Property, Plant and Equipment (PPE) under IFRS for SMEs
Recognizing and Measuring Property, Plant and Equipment
Which Categories of Assets Can Be Recognized as PPE?
Under IFRS for SMEs, Property, Plant and Equipment (PPE) includes tangible assets held for:
- Use in the production or supply of goods or services
- Rental to others
- Administrative purposes
These assets are expected to be used for more than one period.
Component Depreciation: A Key Principle for PPE
Statement Evaluation:
- Statement: "If the major components of an item of property, plant and equipment have significantly different patterns of consumption of economic benefits, an entity shall allocate the initial cost of the asset to its major components and depreciate each such component separately over its useful life."
- Truthfulness: This statement is True. This practice is known as component depreciation and is required under IFRS for SMEs when components have significantly different useful lives.
What Comprises the Initial Measurement Cost of PPE?
At initial measurement, the cost of an item of Property, Plant and Equipment comprises:
- The purchase price, including non-refundable import duties and purchase taxes, after deducting trade discounts and rebates.
- Any costs directly attributable to bringing the asset to the location and condition necessary for it to be capable of operating in the manner intended by management. This includes:
- Costs of site preparation
- Initial delivery and handling costs
- Installation and assembly costs
- Costs of testing whether the asset is functioning properly (net of the net proceeds from selling any items produced while bringing the asset to that location and condition)
- Professional fees
- The initial estimate of the costs of dismantling and removing the item and restoring the site on which it is located, for which an entity incurs an obligation either when the item is acquired or as a consequence of using the item during a particular period for purposes other than to produce inventories during that period.
Note: Costs of advertising and promotional activities, and generally borrowing costs (unless capitalized for qualifying assets as per Section 25 of IFRS for SMEs), are not included in the initial cost of PPE.
Subsequent Measurement of Property, Plant and Equipment
At subsequent measurement, the cost of an item of Property, Plant and Equipment is typically estimated using the cost model. This involves:
- The initially recognized cost
- Minus accumulated depreciation
- Minus accumulated impairment losses
- Plus impairment loss reversals (up to the original carrying amount, adjusted for depreciation)
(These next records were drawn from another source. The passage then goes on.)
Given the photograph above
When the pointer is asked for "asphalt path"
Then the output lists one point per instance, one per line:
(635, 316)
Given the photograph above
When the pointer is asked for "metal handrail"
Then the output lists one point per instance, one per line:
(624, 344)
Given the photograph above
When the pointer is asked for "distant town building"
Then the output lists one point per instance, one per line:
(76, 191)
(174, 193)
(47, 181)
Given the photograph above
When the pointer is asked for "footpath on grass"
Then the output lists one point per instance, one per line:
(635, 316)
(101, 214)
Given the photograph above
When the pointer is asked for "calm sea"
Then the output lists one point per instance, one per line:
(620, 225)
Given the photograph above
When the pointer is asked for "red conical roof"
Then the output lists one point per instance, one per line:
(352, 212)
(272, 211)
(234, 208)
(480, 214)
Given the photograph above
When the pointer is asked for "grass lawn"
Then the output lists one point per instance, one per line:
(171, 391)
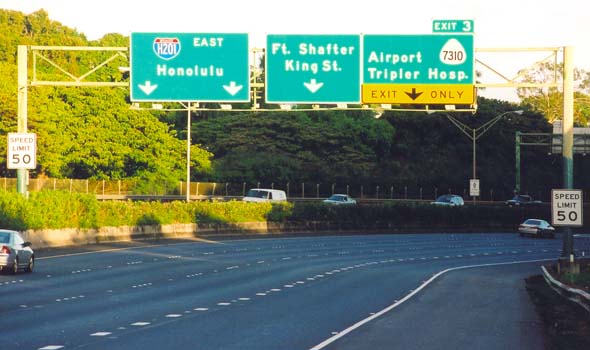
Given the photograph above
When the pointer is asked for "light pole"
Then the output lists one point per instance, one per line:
(475, 133)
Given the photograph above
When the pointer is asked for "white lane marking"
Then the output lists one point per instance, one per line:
(397, 303)
(100, 334)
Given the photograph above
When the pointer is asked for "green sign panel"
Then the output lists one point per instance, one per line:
(313, 68)
(201, 67)
(452, 26)
(418, 59)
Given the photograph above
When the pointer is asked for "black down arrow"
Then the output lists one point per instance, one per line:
(414, 95)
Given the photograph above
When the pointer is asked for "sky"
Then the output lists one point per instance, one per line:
(498, 23)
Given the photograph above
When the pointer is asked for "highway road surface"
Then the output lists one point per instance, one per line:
(272, 293)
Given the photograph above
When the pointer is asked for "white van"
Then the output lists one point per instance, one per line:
(265, 195)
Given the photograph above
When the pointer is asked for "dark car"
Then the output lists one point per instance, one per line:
(15, 253)
(522, 200)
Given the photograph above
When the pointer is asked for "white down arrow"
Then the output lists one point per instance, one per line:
(232, 88)
(313, 86)
(147, 87)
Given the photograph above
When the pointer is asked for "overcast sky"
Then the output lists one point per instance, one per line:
(498, 23)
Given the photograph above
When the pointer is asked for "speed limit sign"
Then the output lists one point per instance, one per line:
(22, 150)
(566, 207)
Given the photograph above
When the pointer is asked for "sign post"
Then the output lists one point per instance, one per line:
(182, 67)
(474, 188)
(22, 151)
(567, 208)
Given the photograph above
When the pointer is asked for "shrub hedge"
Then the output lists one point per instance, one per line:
(55, 209)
Recognition of Depreciation Charge
The depreciation charge for each period shall be recognized in the statement of comprehensive income (or profit or loss, as part of comprehensive income).
Accounting for Changes in Depreciation Charge
A change in the annual depreciation charge, based on new information (e.g., revised useful life or residual value), is accounted for as a change in accounting estimate. This change is applied prospectively from the date of the change.